I have a very large DataFrame (10M+ records) and I an trying to perform a transformation on a datetime column for each Sku/Store combination.
Here's my current working (but not scalable) version:
for sku in sales_inv.Sku.unique():
for store in sales_inv[sales_inv.Sku == sku].Location.unique():
temp = sales_inv.loc[((sales_inv.Location == store) & (sales_inv.Sku == sku))]
temp.loc[:,'dt'] = pd.date_range(end=temp.dt.max(), periods=temp.shape[0])

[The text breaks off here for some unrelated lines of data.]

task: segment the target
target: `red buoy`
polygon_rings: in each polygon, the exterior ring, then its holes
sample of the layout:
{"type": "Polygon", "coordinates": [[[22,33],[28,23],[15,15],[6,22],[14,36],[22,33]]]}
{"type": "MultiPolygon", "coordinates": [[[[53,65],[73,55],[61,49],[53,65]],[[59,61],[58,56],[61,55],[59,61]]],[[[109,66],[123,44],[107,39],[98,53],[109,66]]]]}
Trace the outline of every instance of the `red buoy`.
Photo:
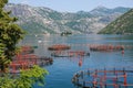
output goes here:
{"type": "Polygon", "coordinates": [[[124,51],[122,51],[122,54],[124,54],[124,51]]]}
{"type": "Polygon", "coordinates": [[[82,59],[79,61],[79,66],[82,66],[82,59]]]}

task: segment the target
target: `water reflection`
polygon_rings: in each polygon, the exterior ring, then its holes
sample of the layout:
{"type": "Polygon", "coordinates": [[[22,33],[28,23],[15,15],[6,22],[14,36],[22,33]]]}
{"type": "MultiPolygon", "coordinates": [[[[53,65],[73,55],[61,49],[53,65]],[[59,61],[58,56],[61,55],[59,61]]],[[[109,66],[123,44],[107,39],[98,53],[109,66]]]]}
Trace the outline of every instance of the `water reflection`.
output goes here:
{"type": "Polygon", "coordinates": [[[71,45],[72,51],[90,52],[90,56],[84,56],[82,59],[80,57],[53,57],[53,64],[45,67],[50,73],[47,76],[45,88],[75,88],[71,78],[78,70],[104,67],[132,68],[133,66],[133,35],[72,35],[66,37],[60,35],[28,35],[20,44],[38,46],[35,54],[40,56],[51,56],[48,47],[53,44],[68,44],[71,45]],[[126,48],[124,55],[120,51],[91,52],[90,44],[124,45],[126,48]]]}

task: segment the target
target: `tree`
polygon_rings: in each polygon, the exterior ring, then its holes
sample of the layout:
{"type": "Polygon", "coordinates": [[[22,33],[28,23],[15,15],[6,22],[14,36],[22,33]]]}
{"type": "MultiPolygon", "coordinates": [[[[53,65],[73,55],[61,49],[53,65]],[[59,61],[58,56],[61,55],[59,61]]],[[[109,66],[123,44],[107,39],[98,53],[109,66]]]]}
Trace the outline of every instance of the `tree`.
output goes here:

The reason I need to do this transformation is because there are missing dates and I want to simply fill the missing dates by replacing the entire dt Series with a continuous datetime array ending with the last date of observation for each Sku/Store group. The validity of the data is not of importance - i.e. I don't need the data to match with the actual date.
I think pd.DataFrame.groupby().apply() could be used here but I have not been successful yet. I tried using the approach from:
Apply multiple functions to multiple groupby columns
I tried two approaches:
pad_dates = lambda x: pd.date_range(end=x.max(), periods=x.size)
sales_inv.group_by(all_cols_but_dt).apply(pad_dates)
as well as
f = {'dt': pad_dates}
sales_inv.group_by(all_cols_but_dt).apply(f)
Without any luck. Looking for the fastest way to do the same as the for loop quicker. Any help is really appreciated.
EDIT:
Example
n = 5
d1 = {'Sku': ['one'] * n,
'Location': ['loc1'] * n,
'dt': pd.date_range(end=dt.datetime.now().date(), periods=n),
'on_hand': [1] * n,
'sales': [2] * n}
d2 = {'Sku': ['two'] * n,
'Location': ['loc2'] * n,
'dt': pd.date_range(end=dt.datetime.now().date(), periods=n),
'on_hand': [2] * n,
'sales': [4] * n}
df = pd.DataFrame(d1).drop(3, axis=0).append(pd.DataFrame(d2).drop(4,axis=0))
The correct should look like:
n = 4
# assign d1 and d2 using new 'n'
df = pd.DataFrame(d1).append(pd.DataFrame(d2))
Thanks